Use Curl to identify bottlenecks in your service layers - donohoe
https://gist.github.com/adamkaplan/adf15f0d622f4932f4af
======
ck2
Note that if you use RHEL7/CentOS7, that CURL itself might be the bottleneck
(or versions of curl around 7.29)

They basically decided to make the polling in CURL a blocking delay, simply
waiting 150ms between attempts for things like fetching DNS, if it misses the
first window, it waits another 150ms, etc.

So a 1ms DNS request from the local dns resolver might take 300ms+

[https://ckon.wordpress.com/curl-broken-
centos7-rhel7](https://ckon.wordpress.com/curl-broken-centos7-rhel7)

The most easy way you can solve this is by using the binary-compatible RPMs of
CURL from fedora 19 which were further patched by Redhat.

Otherwise you officially have to wait for RHEL 7.2 / CentOS 7.2 at the end of
this year:

[https://access.redhat.com/documentation/en-
US/Red_Hat_Enterp...](https://access.redhat.com/documentation/en-
US/Red_Hat_Enterprise_Linux/7-Beta/html/7.2_Release_Notes/compiler_and_tools.html#idm4030944)
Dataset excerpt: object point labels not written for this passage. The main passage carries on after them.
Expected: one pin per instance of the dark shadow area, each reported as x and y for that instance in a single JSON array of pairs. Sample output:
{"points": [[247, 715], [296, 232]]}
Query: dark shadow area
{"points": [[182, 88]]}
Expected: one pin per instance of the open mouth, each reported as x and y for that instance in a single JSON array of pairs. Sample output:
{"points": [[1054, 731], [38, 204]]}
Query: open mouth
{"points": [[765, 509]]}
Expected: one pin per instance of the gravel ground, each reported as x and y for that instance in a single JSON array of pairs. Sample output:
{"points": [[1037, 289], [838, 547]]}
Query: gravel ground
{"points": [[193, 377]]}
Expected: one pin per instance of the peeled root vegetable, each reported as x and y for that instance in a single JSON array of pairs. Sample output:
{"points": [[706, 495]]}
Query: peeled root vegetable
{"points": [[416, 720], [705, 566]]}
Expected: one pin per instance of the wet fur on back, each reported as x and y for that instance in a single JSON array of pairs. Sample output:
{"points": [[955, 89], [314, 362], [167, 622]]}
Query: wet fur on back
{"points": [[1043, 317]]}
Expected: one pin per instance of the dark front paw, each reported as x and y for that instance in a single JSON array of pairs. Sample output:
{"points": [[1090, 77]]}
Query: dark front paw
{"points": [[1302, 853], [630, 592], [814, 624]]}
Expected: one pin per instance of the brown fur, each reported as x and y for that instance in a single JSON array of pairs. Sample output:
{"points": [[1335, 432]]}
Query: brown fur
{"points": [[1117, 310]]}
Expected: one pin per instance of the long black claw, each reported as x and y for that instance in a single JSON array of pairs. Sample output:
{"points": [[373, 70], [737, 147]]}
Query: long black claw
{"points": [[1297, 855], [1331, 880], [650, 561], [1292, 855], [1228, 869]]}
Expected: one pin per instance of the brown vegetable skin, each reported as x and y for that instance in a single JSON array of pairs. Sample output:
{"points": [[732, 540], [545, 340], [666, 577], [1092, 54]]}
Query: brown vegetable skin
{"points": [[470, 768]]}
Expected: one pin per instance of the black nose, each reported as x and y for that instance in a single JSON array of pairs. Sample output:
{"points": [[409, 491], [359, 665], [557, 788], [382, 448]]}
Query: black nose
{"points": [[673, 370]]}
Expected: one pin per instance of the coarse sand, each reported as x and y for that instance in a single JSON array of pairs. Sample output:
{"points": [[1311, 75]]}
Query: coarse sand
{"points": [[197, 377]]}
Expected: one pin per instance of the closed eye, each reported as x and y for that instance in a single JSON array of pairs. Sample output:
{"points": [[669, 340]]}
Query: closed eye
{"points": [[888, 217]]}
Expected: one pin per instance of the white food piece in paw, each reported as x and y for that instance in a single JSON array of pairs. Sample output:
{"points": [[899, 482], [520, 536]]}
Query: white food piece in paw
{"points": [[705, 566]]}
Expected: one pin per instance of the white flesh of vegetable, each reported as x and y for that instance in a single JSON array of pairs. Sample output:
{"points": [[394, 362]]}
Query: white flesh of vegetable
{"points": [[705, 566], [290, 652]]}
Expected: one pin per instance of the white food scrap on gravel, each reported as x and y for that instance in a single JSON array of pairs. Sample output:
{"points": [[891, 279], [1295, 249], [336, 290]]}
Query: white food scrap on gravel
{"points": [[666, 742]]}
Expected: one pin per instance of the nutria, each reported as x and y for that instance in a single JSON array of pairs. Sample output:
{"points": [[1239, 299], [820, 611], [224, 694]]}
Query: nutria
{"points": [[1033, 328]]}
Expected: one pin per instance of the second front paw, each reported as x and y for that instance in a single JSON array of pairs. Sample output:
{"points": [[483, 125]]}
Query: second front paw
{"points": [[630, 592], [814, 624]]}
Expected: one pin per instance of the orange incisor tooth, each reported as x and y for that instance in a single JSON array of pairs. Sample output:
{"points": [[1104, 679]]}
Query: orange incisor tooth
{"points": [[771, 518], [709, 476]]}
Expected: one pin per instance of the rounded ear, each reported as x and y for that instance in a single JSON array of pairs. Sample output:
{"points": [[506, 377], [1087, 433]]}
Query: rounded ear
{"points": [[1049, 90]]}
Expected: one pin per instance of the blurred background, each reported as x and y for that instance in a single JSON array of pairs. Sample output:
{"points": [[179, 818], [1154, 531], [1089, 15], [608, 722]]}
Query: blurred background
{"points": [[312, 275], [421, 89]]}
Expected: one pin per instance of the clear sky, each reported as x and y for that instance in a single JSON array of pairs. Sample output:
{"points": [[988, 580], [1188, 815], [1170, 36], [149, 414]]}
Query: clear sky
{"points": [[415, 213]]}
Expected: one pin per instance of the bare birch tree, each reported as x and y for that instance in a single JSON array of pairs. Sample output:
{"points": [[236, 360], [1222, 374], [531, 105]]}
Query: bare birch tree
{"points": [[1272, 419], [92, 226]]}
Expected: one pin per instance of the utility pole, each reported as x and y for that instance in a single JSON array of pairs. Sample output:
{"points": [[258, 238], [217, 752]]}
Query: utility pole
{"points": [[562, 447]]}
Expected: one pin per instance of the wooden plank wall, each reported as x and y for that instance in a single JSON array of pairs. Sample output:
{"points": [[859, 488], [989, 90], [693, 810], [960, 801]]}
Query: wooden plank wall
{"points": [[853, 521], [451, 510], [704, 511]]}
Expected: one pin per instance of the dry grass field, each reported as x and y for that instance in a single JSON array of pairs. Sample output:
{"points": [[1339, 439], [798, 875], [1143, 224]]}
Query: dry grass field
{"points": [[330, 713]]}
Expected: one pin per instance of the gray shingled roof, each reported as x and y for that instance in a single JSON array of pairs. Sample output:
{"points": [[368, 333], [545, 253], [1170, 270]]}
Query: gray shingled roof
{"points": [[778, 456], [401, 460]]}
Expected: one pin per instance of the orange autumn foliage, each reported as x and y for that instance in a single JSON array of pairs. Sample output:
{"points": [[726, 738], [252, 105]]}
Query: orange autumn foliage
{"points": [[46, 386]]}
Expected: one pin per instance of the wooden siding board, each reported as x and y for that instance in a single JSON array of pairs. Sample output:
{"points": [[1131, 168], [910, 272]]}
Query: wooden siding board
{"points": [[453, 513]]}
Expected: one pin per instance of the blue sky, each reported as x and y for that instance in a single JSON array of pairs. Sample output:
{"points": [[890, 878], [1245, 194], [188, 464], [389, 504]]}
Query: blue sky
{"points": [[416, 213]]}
[https://bugzilla.redhat.com/show_bug.cgi?id=1130239](https://bugzilla.redhat.com/show_bug.cgi?id=1130239)

    
    
         Improved wait times in libcurl
         Libcurl used an unnecessarily long blocking delay for actions with no active file descriptors, 
         even for short operations. This meant that some actions 
         (such as resolving a hostname using /etc/hosts) took an artificially long time to complete. 
         The blocking code in libcurl has now been modified so that the initial delay is short, 
         and gradually increases until an event returns. Fast libcurl operations now complete more quickly.